US 12,346,776 B2
Training data augmentation for machine learning
Itay Margolin, Pardesiya (IL)
Assigned to PayPal, Inc., San Jose, CA (US)
Filed by PayPal, Inc., San Jose, CA (US)
Filed on Nov. 19, 2020, as Appl. No. 16/953,030.
Prior Publication US 2022/0156634 A1, May 19, 2022
Int. Cl. G06N 20/00 (2019.01); G06F 21/52 (2013.01); G06F 21/62 (2013.01)

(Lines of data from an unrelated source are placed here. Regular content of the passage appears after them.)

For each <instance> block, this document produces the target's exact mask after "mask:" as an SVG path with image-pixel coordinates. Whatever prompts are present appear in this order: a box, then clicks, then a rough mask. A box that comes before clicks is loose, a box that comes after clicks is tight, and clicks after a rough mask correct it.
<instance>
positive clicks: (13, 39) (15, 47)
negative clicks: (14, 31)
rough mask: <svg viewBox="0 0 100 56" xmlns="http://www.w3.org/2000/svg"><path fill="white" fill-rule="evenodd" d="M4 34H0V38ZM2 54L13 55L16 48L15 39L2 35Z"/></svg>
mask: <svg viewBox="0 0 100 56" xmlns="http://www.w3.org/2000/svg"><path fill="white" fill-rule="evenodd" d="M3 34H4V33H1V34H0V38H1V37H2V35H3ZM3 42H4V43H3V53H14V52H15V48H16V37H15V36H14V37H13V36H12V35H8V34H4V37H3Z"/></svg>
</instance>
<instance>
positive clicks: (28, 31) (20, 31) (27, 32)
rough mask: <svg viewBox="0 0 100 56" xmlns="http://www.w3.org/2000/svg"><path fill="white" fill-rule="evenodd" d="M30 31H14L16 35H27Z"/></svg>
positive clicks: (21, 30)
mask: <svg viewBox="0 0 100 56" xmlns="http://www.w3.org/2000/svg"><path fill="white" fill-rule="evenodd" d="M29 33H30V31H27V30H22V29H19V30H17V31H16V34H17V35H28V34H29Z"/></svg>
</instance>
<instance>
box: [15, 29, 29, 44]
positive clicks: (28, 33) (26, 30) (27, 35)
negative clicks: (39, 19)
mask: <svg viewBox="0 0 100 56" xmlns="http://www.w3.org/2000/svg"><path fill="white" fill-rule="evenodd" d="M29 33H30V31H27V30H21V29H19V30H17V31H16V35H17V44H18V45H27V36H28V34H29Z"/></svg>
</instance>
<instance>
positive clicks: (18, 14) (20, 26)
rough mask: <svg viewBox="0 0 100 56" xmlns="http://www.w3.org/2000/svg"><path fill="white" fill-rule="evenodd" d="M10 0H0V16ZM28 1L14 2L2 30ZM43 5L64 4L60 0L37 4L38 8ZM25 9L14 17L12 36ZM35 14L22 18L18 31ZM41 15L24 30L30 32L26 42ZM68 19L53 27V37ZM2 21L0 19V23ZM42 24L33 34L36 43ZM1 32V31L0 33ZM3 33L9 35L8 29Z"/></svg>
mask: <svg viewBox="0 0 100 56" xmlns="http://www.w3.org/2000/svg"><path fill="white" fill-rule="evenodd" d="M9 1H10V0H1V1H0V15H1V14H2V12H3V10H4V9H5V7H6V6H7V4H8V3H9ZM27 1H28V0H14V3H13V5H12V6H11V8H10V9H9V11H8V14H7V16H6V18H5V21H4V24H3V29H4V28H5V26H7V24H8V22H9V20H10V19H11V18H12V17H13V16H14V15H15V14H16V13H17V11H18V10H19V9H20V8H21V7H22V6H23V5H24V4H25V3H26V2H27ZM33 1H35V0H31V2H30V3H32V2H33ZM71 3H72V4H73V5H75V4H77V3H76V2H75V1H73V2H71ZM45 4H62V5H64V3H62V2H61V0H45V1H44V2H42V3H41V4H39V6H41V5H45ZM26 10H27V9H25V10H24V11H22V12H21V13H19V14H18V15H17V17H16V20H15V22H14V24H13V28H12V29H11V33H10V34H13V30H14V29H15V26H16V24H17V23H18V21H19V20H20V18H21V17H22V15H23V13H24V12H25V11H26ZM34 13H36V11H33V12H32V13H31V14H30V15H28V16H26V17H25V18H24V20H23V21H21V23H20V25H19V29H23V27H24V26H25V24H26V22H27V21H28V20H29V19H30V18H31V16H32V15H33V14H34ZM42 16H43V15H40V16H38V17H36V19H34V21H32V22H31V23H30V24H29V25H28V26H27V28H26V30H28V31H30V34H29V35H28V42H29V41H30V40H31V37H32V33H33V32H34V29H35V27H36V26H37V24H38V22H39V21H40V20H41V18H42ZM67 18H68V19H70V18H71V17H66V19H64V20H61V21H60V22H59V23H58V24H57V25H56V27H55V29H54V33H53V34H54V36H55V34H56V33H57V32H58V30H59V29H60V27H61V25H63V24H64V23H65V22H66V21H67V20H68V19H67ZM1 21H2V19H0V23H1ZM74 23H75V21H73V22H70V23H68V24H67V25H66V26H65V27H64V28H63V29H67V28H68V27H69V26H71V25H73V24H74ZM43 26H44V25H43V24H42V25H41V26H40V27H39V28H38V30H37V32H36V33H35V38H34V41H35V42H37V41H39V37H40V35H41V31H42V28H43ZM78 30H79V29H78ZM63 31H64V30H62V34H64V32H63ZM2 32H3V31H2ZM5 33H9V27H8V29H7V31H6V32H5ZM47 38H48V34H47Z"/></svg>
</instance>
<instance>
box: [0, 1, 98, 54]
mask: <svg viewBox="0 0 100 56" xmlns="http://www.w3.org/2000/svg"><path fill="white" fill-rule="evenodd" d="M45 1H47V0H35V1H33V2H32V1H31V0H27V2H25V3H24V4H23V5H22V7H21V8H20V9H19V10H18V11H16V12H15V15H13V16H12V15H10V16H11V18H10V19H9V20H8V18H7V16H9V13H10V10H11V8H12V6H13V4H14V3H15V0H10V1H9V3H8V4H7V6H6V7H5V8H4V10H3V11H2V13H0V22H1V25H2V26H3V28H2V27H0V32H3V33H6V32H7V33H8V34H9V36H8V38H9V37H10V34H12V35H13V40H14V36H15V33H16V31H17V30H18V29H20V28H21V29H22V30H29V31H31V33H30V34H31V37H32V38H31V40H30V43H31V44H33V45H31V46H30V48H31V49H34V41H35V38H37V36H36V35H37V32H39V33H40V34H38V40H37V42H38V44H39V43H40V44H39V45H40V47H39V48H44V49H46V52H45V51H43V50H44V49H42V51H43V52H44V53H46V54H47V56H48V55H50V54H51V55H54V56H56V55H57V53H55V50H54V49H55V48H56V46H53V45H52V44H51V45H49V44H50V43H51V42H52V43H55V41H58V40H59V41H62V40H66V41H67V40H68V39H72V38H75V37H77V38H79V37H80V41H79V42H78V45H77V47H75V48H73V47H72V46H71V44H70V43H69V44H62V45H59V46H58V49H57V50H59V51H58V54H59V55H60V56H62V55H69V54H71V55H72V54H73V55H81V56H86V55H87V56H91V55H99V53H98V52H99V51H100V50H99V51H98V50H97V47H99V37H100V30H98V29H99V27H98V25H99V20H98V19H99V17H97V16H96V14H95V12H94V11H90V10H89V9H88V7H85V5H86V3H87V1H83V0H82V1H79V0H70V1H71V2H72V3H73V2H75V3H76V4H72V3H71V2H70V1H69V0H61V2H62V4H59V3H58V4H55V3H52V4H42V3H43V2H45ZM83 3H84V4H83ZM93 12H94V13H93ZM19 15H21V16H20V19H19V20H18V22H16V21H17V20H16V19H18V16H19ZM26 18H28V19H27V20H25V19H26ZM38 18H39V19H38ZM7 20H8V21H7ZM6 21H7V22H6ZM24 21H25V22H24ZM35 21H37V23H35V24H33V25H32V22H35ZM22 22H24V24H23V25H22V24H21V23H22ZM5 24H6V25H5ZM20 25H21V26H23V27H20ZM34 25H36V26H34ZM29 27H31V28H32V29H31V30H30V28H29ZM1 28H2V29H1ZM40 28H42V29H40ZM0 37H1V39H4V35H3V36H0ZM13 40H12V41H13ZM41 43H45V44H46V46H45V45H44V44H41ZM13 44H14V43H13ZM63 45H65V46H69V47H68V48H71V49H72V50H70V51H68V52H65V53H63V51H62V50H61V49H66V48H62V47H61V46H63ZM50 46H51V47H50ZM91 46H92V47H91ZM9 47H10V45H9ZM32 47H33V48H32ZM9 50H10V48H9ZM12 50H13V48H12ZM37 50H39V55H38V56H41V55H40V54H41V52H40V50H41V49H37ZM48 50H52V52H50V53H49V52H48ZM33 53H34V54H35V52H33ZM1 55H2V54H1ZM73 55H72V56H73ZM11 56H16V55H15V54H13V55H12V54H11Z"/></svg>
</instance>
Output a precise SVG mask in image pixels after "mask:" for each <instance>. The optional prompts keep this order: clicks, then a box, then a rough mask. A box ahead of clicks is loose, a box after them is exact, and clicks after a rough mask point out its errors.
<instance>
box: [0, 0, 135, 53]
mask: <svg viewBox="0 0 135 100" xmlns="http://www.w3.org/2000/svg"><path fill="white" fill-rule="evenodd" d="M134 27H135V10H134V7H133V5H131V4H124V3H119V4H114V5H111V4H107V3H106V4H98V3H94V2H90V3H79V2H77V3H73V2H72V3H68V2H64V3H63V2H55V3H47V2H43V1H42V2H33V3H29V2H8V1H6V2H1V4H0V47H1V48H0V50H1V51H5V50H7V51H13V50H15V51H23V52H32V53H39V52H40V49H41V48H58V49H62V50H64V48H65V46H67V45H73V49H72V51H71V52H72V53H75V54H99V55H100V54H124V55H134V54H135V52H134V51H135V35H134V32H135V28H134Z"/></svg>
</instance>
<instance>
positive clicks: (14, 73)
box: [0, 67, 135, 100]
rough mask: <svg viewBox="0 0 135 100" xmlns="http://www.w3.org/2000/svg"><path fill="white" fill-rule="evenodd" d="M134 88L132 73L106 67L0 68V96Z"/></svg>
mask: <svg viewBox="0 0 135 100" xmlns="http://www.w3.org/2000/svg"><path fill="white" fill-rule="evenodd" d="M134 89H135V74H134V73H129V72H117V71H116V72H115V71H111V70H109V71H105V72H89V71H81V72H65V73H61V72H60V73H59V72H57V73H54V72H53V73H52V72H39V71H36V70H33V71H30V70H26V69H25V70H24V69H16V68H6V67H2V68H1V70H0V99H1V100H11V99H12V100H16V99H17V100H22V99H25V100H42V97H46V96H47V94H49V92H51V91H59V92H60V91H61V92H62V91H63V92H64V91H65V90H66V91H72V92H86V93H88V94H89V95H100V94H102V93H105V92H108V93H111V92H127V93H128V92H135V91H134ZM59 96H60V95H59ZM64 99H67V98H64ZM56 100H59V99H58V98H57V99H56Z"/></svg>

CPC G06N 20/00 (2019.01) [G06F 21/6245 (2013.01); G06F 21/52 (2013.01)] 20 Claims
OG exemplary drawing
 
1. A method, comprising:
generating, by a computer system, synthetic samples for a trained machine learning model usable to make a classification decision, wherein the generating includes:
removing, based on a rule specifying a particular feature, the particular feature from a set of existing samples to generate a reduced-feature set of training samples, wherein the removing is performed based on the particular feature failing to comply with the rule, and wherein the particular feature is associated with biased classification decisions in the trained machine learning model;
selecting a subset of the reduced-feature set of training samples having classification decisions that exceed a confidence threshold, wherein the subset includes less training samples than the reduced-feature set of training samples; and
reinserting the particular feature into samples in the selected subset, wherein values for the reinserted particular feature in samples in the selected subset are different than values of the particular feature of corresponding samples in the set of existing samples prior to the removing; and
retraining, by the computer system, the trained machine learning model using the synthetic samples that include new values for the particular feature that is associated with biased classification decisions, wherein the retraining reduces bias in the trained machine learning model; and
executing, by the computer system, the retrained machine learning model to generate unbiased classifications for one or more new samples.